Each dimension corresponds to different components of the Service Fabric Application model
Azure Monitor CLI
A full list of commands is available in the Azure Monitor CLI docs but we have included a few helpful examples below
In each example, the Resource ID follows this pattern
"/subscriptions/<your sub ID>/resourcegroups/<your RG>/providers/Microsoft.ServiceFabricMesh/applications/<your App name>"
- CPU Utilization of the containers in an application
az monitor metrics list --resource <resourceId> --metric "CpuUtilization"
- Memory Utilization for each Service Replica
az monitor metrics list --resource <resourceId> --metric "MemoryUtilization" --dimension "ServiceReplicaName"

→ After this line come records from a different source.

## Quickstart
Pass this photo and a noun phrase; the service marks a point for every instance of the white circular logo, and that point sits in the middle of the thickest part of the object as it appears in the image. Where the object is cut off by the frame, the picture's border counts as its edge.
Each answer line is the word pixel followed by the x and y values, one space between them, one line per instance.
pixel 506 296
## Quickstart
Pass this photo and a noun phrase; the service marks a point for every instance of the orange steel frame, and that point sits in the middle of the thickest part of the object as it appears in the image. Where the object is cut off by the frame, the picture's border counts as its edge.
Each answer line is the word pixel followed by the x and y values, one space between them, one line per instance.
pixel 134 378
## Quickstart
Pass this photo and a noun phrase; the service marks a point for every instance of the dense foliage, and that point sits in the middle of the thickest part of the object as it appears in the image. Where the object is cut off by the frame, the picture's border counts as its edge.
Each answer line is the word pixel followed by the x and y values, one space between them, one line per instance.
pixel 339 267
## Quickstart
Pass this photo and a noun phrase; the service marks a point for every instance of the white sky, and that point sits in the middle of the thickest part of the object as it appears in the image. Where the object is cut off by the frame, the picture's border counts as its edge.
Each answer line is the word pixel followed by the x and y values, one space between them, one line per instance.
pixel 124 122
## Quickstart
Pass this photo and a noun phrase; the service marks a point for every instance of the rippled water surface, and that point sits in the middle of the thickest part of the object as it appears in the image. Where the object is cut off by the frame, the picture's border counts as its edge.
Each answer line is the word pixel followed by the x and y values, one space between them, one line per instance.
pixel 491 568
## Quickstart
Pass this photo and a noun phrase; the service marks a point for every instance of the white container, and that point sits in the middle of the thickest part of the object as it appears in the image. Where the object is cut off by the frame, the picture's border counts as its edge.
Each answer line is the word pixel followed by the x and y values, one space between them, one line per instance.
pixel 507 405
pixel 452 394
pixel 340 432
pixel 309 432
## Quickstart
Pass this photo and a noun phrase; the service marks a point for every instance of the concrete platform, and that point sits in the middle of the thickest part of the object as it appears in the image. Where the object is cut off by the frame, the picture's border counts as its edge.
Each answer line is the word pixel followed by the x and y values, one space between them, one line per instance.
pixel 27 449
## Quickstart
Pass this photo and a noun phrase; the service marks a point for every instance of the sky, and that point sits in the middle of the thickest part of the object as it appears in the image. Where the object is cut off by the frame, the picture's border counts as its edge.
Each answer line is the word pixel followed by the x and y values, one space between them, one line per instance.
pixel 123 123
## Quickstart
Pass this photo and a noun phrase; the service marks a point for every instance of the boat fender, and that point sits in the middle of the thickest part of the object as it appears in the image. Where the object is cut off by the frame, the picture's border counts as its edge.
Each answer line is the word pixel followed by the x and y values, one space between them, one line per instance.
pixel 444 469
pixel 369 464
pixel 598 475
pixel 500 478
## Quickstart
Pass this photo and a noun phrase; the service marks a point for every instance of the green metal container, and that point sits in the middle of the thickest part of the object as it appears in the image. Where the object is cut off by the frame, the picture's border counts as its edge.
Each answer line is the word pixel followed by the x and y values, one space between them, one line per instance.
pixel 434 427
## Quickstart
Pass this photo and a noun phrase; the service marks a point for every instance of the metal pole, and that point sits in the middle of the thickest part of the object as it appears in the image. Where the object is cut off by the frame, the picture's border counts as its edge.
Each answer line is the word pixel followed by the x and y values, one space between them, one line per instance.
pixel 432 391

- Restarts for each container in a 1 hour window
az monitor metrics list --resource <resourceId> --metric "RestartCount" --start-time 2019-02-01T00:00:00Z --end-time 2019-02-01T01:00:00Z
- Average CPU Utilization across services named "VotingWeb" in a 1 hour window
az monitor metrics list --resource <resourceId> --metric "CpuUtilization" --start-time 2019-02-01T00:00:00Z --end-time 2019-02-01T01:00:00Z --aggregation "Average" --filter "ServiceName eq 'VotingWeb'"
Metrics explorer
Metrics explorer is a blade in the portal in which you can visualize all the metrics for your Mesh application. This blade is accessible in the application's page in the portal and the Azure monitor blade, the latter of which you can use to view metrics for all your Azure resources that support Azure Monitor.